The Draft Regulations introduce a new guiding principle for trustees: “low dependency” on the scheme employer. As discussed in our last blog on this topic, the Pension Schemes Act 2021 requires DB trustees to set a target funding level and draw up a Funding and Investment Strategy (FIS) for their scheme. The Draft Regulations require that both the target and the FIS will over time need to be determined on a low dependency basis, i.e. determined so that, by the time the scheme reaches “significant maturity”, it would not be expected that further employer contributions would be required to meet pension promises. Significant maturity will vary between schemes, being reached when the “duration of liabilities” of a scheme meets a threshold that the DWP anticipates will be set by the Pensions Regulator in its forthcoming DB Funding Code of Practice (likely around 12 years).
The low dependency principle marks a departure from “self-sufficiency” as the gauge of scheme health for mature schemes. It will underpin not only the financial destination set by scheme trustees but, crucially, the roadmap (the FIS) which they are required to create to guide the scheme to that point. The DWP estimates that 80% of DB schemes already have a long-term objective for their scheme, but even trustees for these schemes will have to ensure their approaches qualify under the new low dependency rules. From an employer perspective, the policy pivot towards achieving long-term low dependency may prompt a spike in short-term trustee demands for support, as the industry seeks to adjust to the new regulatory expectations.
FIS requirements and negotiation
The Draft Regulations also specify the level of detail a FIS must contain, and certain “matters and principles” that trustees must take into account when developing and revising the FIS, including the investment risk and liquidity of the scheme at the relevant stage of its journey plan. The strength of the employer covenant will also inform the FIS, with schemes that have greater recourse to employer support permitted more latitude in developing their FIS.
Interestingly, the DWP confirms that employers “will need to agree” the FIS with the trustee. This process may create some friction in the employer-trustee relationship not least by potentially giving employers a greater say over investment matters. Further, particularly in the short term, we may see trustees seek to drive up contributions to compensate for more conservative investment allocations, whilst employers resist them. It is significant that the Draft Regulations envisage the FIS as a living document: it must be reviewed (and if necessary revised) in circumstances including the conduct of any statutory valuation, or any “material change” in the circumstances of the scheme or the employer.

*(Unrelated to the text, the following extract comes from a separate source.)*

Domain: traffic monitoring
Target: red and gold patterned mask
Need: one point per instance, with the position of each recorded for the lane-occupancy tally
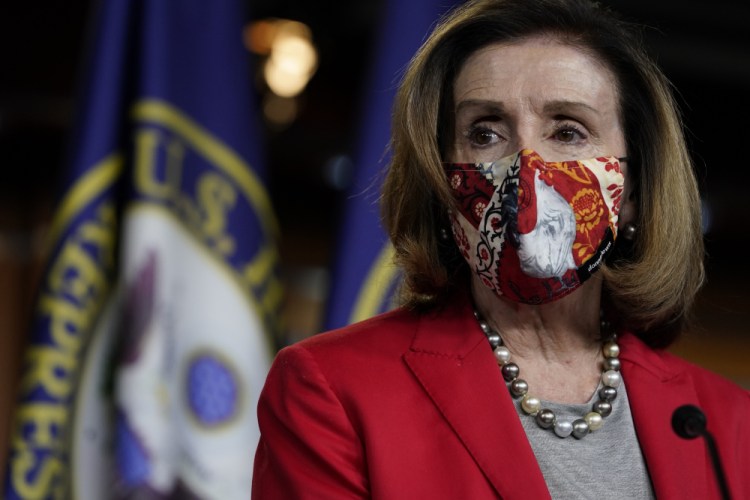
(534, 231)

The trustee-employer FIS negotiation is likely to become a familiar process, adding time and effort to running a DB pension scheme.
From an employer’s perspective, these new requirements may spark further interest in seeking to off-load the scheme altogether to an insurance company or superfund.
The consultation on the Draft Regulations will close on 17 October 2022. The Pensions Regulator is expected to announce its own consultation on its new DB Funding Code of Practice, this Autumn.